A policy should answer one question:
What verified facts must exist before this action can be evaluated?
For example:
  • identity_verified
  • beneficiary_verified
  • available_balance
  • fraud_score
  • transfer_amount
These are evidence requirements. Not user interface requirements. Not workflow requirements. Not implementation requirements. The policy does not dictate how those facts are obtained. The policy dictates that those facts must exist. This distinction makes policies portable across organizations, systems, and customer experiences.

The Task → Policy → Schema Model

Organizations do not think in policies. Customers certainly do not think in policies. They think in tasks. Examples include:
  • Transfer Money
  • Add Beneficiary
  • Issue Refund
  • Approve Vendor Payment
A customer chooses a task. The organization maps that task to a policy. The policy defines a schema. The schema defines required verified signals. The resulting architecture becomes:
Customer Chooses Task

Task

Task → Policy Mapping

Policy

Policy Schema

Required Verified Signals

Signal Verification

Verified Signals

Policy Evaluation

Decision

Execution
This structure creates deterministic enforcement. Once the task is known, the policy is known. Once the policy is known, the schema is known. Once the schema is known, the required evidence is known.

The Trust Boundary

This architecture creates a clear separation of responsibilities. Customer Provides information. AI Collects information and assists interaction. Operational Systems Verify information and establish facts. Parmana Evaluates verified facts against policy.
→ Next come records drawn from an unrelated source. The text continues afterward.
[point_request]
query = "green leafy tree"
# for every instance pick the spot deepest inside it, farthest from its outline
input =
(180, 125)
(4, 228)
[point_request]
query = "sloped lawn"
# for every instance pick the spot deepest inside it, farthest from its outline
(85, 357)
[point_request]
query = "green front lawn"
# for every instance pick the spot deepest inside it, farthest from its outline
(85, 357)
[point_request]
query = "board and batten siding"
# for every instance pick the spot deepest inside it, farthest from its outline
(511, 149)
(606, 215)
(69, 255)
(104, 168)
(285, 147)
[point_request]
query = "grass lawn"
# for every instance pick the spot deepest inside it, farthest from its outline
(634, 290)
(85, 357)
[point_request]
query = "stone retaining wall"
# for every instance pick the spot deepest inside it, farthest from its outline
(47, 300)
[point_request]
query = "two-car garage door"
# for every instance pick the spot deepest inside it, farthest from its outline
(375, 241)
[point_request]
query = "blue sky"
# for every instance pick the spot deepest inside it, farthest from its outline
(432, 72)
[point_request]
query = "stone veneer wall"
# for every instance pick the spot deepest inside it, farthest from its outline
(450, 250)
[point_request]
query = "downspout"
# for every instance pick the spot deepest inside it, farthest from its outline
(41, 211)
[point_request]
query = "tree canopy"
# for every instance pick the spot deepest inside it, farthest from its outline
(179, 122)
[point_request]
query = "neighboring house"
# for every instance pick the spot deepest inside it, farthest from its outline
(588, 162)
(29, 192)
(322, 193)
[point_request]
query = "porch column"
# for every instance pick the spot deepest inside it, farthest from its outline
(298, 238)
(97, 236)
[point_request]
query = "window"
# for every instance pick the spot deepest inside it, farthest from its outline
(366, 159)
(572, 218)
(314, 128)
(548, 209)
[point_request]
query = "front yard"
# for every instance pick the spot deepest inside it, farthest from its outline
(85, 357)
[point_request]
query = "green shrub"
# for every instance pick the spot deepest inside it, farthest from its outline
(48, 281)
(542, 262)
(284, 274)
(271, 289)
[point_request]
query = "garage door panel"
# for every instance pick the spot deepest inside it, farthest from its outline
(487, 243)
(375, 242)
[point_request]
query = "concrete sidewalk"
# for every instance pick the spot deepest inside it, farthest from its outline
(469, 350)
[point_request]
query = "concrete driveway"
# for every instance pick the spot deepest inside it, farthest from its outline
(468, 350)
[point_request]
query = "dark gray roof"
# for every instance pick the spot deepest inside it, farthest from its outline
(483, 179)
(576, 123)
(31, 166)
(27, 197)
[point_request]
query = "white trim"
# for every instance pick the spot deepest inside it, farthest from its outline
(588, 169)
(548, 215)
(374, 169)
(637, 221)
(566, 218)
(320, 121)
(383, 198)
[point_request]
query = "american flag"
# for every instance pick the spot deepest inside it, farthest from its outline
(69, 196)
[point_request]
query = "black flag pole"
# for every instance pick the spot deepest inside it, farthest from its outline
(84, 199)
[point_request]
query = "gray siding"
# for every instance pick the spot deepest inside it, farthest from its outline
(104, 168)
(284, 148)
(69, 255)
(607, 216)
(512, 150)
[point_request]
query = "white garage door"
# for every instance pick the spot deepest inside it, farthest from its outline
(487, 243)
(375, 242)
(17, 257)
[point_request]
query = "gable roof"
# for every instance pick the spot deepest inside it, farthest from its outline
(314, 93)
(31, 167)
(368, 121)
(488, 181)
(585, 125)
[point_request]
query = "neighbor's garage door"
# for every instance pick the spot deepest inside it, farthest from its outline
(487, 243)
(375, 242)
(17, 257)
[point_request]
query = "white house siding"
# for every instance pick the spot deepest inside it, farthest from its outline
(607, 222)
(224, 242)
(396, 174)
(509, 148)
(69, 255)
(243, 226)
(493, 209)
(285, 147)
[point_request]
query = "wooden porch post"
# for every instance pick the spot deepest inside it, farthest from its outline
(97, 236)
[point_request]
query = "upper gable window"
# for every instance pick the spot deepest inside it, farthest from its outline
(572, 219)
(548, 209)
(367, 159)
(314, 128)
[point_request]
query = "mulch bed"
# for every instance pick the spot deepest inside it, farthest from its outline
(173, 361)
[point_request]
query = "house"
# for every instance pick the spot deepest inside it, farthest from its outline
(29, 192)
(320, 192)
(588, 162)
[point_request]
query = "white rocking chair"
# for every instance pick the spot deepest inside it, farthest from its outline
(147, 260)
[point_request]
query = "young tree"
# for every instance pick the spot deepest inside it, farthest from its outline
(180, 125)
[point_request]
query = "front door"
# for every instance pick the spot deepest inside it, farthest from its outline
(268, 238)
Execution Systems Execute approved actions. This separation is important because it prevents policy enforcement from depending on AI reasoning. AI can help gather information. AI can assist workflows. AI can improve user experiences. But AI does not determine truth. Verification determines truth. And policy enforcement operates on verified truth.

Evidence Is The Stable Interface

Customer experiences change. AI systems change. Verification systems change. Organizations change workflows. Policies should not. A policy should define the evidence required for evaluation. How that evidence is collected is an implementation detail. How that evidence is verified is an operational concern. Policy enforcement begins only when verified facts exist. This separation allows policies to remain stable while systems evolve around them.

Why This Matters

The future will contain increasingly autonomous systems. The challenge is not merely collecting information. The challenge is establishing evidence. Inputs are claims. Verified signals are facts. Policies define the facts required for evaluation. Verification establishes those facts. Policy enforcement determines whether execution is allowed. As autonomous systems become more capable, organizations will need a reliable mechanism to ensure actions remain subject to human-defined rules. That mechanism cannot depend on user interfaces. It cannot depend on workflows. It cannot depend on AI reasoning. It must depend on evidence. Because autonomous systems should be governed by facts, not forms. And policies should define evidence, not inputs.